Ainsi en est-il de la dépression. L’une des étapes les plus importantes de sa gestion est de le reconnaître et de s’en approprier. Être dans le déni ne le fera pas disparaître. Au contraire, nier son existence facilite l’aggravation de la condition, qui a le potentiel de nuire non seulement à votre qualité de vie, mais à la qualité de vie de ceux qui vous entourent.

RENDRE LA VIE MISÉRABLE

Avoir une humeur constamment basse peut rendre votre vie misérable. Non seulement cela, mais une dépression prolongée et non traitée est associée à une diminution de l’espérance de vie, à un risque accru de crise cardiaque et à une foule d’autres séquelles négatives (une condition qui est le résultat d’une maladie ou d’une blessure antérieure). Les changements potentiels dans les habitudes alimentaires et de sommeil peuvent affecter votre santé globale. L’inertie qui accompagne souvent la dépression peut laisser passer des occasions en or et vous faire manquer des échéances, ce qui peut affecter votre éducation ou vos revenus. Le retrait social et l’irritabilité qui peuvent survenir peuvent nuire à des relations précieuses. La diminution de la libido et la négligence de l’hygiène peuvent nuire aux relations intimes.

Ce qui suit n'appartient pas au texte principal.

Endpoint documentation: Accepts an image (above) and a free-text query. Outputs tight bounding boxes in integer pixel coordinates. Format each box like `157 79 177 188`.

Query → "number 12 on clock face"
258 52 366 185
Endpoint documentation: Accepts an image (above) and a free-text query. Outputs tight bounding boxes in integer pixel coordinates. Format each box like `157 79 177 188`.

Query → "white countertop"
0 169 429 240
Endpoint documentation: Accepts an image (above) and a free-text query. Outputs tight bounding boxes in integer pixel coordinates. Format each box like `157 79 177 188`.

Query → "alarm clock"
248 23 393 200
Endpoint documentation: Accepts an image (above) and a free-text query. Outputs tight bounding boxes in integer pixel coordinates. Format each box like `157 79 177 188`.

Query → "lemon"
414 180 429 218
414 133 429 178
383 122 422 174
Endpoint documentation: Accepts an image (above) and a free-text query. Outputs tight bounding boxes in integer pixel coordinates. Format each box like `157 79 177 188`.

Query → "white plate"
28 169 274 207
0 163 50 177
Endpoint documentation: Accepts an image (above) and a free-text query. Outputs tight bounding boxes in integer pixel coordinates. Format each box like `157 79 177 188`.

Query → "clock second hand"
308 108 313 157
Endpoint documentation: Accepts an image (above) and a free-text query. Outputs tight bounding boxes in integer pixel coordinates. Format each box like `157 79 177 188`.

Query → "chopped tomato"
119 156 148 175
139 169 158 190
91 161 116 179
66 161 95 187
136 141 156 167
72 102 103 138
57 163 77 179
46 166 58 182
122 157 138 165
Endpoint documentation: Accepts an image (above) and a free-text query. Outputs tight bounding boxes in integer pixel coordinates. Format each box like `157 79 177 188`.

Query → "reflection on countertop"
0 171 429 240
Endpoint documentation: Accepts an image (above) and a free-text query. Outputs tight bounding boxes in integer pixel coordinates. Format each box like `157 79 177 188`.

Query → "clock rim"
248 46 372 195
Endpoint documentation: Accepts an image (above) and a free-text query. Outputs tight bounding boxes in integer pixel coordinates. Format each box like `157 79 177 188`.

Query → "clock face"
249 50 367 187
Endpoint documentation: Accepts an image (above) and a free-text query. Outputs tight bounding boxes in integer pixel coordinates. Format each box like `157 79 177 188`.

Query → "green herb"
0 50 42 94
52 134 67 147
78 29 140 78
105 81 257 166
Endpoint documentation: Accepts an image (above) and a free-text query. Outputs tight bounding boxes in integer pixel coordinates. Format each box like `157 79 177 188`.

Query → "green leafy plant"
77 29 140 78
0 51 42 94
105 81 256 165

Armé de la connaissance de ces séquelles potentielles de la dépression, pourquoi choisirais-je d’être dans le déni et de ne pas y remédier ?

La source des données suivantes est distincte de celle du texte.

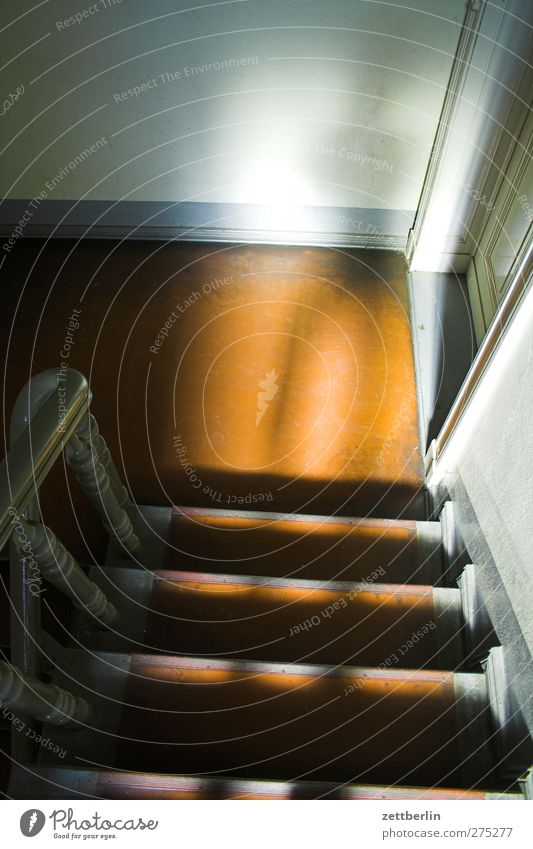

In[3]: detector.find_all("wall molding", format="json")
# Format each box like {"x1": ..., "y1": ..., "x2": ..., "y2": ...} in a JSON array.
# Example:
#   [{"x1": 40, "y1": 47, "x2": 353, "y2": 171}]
[
  {"x1": 0, "y1": 198, "x2": 415, "y2": 253},
  {"x1": 407, "y1": 0, "x2": 533, "y2": 273}
]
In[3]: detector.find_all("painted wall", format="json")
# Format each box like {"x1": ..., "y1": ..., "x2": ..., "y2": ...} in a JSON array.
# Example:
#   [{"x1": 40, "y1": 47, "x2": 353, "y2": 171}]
[
  {"x1": 439, "y1": 286, "x2": 533, "y2": 660},
  {"x1": 0, "y1": 0, "x2": 466, "y2": 225}
]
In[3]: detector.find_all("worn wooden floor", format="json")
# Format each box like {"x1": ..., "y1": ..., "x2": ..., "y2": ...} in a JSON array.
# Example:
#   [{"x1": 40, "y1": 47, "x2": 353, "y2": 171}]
[{"x1": 1, "y1": 240, "x2": 423, "y2": 550}]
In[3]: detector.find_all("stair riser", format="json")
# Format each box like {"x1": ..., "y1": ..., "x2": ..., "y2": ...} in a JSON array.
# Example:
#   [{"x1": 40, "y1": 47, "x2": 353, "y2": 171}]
[
  {"x1": 144, "y1": 579, "x2": 459, "y2": 669},
  {"x1": 165, "y1": 508, "x2": 441, "y2": 584},
  {"x1": 117, "y1": 657, "x2": 489, "y2": 786}
]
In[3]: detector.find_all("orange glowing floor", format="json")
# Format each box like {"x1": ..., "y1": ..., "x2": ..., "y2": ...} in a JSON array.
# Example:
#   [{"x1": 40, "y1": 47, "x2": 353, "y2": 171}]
[{"x1": 3, "y1": 241, "x2": 423, "y2": 560}]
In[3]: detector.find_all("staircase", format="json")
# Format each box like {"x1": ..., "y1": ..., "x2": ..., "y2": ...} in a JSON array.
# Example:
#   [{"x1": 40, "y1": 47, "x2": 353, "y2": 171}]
[{"x1": 9, "y1": 508, "x2": 522, "y2": 799}]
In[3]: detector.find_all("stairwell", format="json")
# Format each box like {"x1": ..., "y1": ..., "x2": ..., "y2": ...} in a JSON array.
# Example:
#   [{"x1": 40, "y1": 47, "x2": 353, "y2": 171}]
[{"x1": 2, "y1": 246, "x2": 522, "y2": 799}]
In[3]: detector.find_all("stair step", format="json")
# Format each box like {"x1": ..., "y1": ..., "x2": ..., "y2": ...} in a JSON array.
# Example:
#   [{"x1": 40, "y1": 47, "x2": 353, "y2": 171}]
[
  {"x1": 9, "y1": 766, "x2": 523, "y2": 802},
  {"x1": 164, "y1": 507, "x2": 442, "y2": 584},
  {"x1": 41, "y1": 651, "x2": 491, "y2": 788},
  {"x1": 85, "y1": 569, "x2": 463, "y2": 669}
]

Alors je l’aborde. L’une des premières choses à faire si vous recevez un diagnostic de dépression, ou si vous pensez en être atteint, est de demander de l’aide, ce que j’ai fait très tôt. Consulter un professionnel de la santé mentale (psychiatre, psychologue, thérapeute) est essentiel. J’ai entendu des gens dire, lorsqu’ils étaient encouragés à demander de l’aide : « Qu’est-ce qu’ils vont me dire que je ne sais pas ? » La réponse est “beaucoup”. Si quelqu’un a passé des années de sa vie à étudier l’esprit humain et son fonctionnement, il doit savoir quelque chose sur vos humeurs et la façon dont vous pensez ne pas le faire. Ainsi, l’une des attitudes les plus importantes à adopter est celle de l’humilité. Une autre est de ne pas laisser la stigmatisation de la maladie mentale vous dissuader. Votre santé mentale est aussi importante que votre santé physique, donc consulter un thérapeute ne devrait pas faire plus sourciller que de consulter un médecin de famille ou un dentiste.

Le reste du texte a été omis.